Liberal Fascism : The Totalitarian Temptation from Mussolini to Hillary Clinton

And, here's the cover:

hahahah! Hitler mustache on a smiley face!!!! Jonah memories:

September 4, 2003, 9:45 a.m.
The politics of dangerous stupidity.

Nazis murdered millions of unarmed people. They put them in ovens. They made soap out of them. They carted off children in boxcars to die and used some of the kids for medical experiments, including injecting dyes into their eyes to see if they could improve their looks. Lower on the list of charges, the Nazis enslaved millions and launched wars for territorial and egotistical gain (and sent many of the conquered populations to death camps as well). Lower still, they banned books and burned them too. They expropriated homes and businesses, banned religions, etc.

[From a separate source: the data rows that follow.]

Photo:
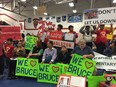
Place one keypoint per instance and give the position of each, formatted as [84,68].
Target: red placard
[56,35]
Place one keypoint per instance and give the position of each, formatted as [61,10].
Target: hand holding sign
[81,67]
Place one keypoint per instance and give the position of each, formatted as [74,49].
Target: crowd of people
[45,52]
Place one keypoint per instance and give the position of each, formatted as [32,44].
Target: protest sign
[100,16]
[10,32]
[56,35]
[58,43]
[30,42]
[48,73]
[26,67]
[64,68]
[93,81]
[80,66]
[69,37]
[104,62]
[71,81]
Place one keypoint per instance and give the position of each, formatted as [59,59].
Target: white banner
[104,62]
[100,16]
[59,43]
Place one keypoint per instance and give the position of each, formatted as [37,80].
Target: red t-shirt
[9,51]
[101,36]
[1,47]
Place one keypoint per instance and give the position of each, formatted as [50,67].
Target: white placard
[100,16]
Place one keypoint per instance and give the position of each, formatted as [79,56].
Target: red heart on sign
[33,63]
[88,64]
[55,69]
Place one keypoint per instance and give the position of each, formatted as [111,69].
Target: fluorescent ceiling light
[114,1]
[71,4]
[74,11]
[23,0]
[1,5]
[45,13]
[35,7]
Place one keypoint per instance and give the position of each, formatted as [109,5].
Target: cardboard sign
[93,81]
[69,37]
[26,67]
[10,32]
[100,16]
[64,68]
[58,43]
[80,66]
[104,62]
[71,81]
[48,73]
[56,35]
[30,42]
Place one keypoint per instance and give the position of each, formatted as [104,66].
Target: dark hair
[70,27]
[51,42]
[60,26]
[10,39]
[39,44]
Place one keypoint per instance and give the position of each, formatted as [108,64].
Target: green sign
[26,67]
[30,42]
[48,73]
[64,68]
[80,66]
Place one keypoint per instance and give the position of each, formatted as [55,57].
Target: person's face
[82,44]
[63,49]
[49,45]
[9,43]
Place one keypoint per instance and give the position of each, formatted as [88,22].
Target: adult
[19,51]
[71,31]
[63,56]
[59,27]
[101,39]
[50,54]
[36,52]
[87,34]
[83,50]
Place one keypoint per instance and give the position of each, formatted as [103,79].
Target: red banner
[57,35]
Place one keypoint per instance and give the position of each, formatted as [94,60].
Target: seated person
[63,56]
[37,51]
[83,50]
[49,54]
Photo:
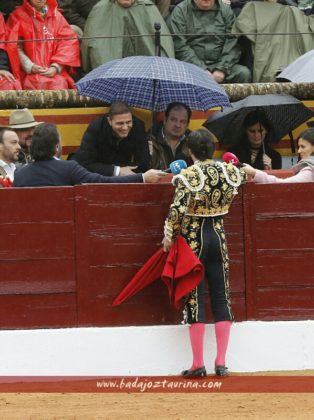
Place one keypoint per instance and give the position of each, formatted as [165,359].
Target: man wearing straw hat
[23,123]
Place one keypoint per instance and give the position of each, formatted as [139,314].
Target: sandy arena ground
[175,406]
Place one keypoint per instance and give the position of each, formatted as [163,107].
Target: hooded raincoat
[122,32]
[26,23]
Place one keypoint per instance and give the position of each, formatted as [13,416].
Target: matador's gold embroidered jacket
[205,189]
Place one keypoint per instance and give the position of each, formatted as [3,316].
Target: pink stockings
[197,333]
[222,332]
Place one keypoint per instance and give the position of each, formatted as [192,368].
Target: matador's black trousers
[213,254]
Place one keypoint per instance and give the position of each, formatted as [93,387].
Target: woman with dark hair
[203,195]
[303,170]
[254,148]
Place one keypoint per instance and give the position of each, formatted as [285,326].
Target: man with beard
[23,123]
[9,152]
[167,140]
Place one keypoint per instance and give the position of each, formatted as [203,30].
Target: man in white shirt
[9,152]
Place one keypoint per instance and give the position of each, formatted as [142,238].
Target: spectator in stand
[7,79]
[76,12]
[254,148]
[167,140]
[7,6]
[44,64]
[270,53]
[9,152]
[48,170]
[219,55]
[115,143]
[122,28]
[303,171]
[23,123]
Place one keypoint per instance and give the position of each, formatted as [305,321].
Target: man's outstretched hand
[153,175]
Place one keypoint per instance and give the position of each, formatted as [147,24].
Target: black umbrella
[299,71]
[283,112]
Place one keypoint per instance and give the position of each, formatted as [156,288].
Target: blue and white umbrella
[152,83]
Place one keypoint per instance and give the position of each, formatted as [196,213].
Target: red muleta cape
[4,83]
[27,24]
[180,270]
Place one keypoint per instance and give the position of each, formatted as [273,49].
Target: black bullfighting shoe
[221,370]
[194,373]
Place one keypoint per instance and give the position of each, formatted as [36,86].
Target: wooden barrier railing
[66,252]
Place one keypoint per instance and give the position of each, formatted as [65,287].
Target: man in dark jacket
[168,138]
[115,144]
[48,170]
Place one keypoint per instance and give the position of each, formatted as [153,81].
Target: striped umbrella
[152,83]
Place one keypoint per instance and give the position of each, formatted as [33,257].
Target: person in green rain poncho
[119,20]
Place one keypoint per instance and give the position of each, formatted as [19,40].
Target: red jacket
[12,57]
[28,24]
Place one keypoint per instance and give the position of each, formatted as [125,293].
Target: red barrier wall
[66,252]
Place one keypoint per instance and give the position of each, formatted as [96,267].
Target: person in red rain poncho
[7,79]
[44,64]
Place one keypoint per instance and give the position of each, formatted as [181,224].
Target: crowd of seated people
[108,146]
[106,27]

An intelligent person wouldn't normally assume these are the sorts of facts people forget. It's not quite the same thing as saying that the Mork and Mindy was a spin-off from Happy Days, is it?

I could, of course, get more graphic about what the Nazis did, but I don't much like writing about the Holocaust. It's not merely a depressing subject, its enormity is so depressing, so compacted down with evil and barbarity and cruelty that it folds in upon itself like a black hole. The gravitational pull of its tragedy has permanently bent the trajectory of mankind. Suffice it to say that the Nazis weren't simply generically bad, they were uniquely and monumentally evil, not just in their hearts but also in literally billions of intentional, well-planned, and bureaucratized decisions they made every day.

And yet, in polite and supposedly sophisticated circles in America today it is acceptable to say George Bush is akin to a Nazi and that America is becoming Nazi-like. Indeed, in certain corners of the globe to disagree with this assertion is the more outlandish position than to agree with it.

In the September 1, 2003, issue of National Review, Byron York chronicles (read the piece here) some of the Bushphobia. He writes,

A staple of Bush-hating is the portrayal of the president as a Nazi. That has, of course, been a prominent part of other attacks against other presidents, but today it seems to be deployed with particular aggressiveness against Bush. There are thousands of references, across the vastness of the Internet, linking Bush to Adolf Hitler and the Third Reich. Do you want to buy a T-shirt with a swastika replacing the "s" in Bush? No problem. Do you want to collect images of Bush in a German army uniform, with a Hitler mustache Photoshopped onto his face? That's easy. Do you want to find pictures of Dick Cheney and Tom Ridge and Ari Fleischer dressed as Bush's Nazi henchmen? That's easy, too.

As York observes, It's not just the intellectual poltroons of the Internet who feign bravery by loudly saying what is patently stupid so that people a fraction dumber than them might mistake it for boldness and conviction. It's not just the masses of undifferentiated cattle who sport their Hitlerfied George Bush T-shirts and who chant slogans with a verve more truly reminiscent of Nuremberg than anything ever uttered by George Bush.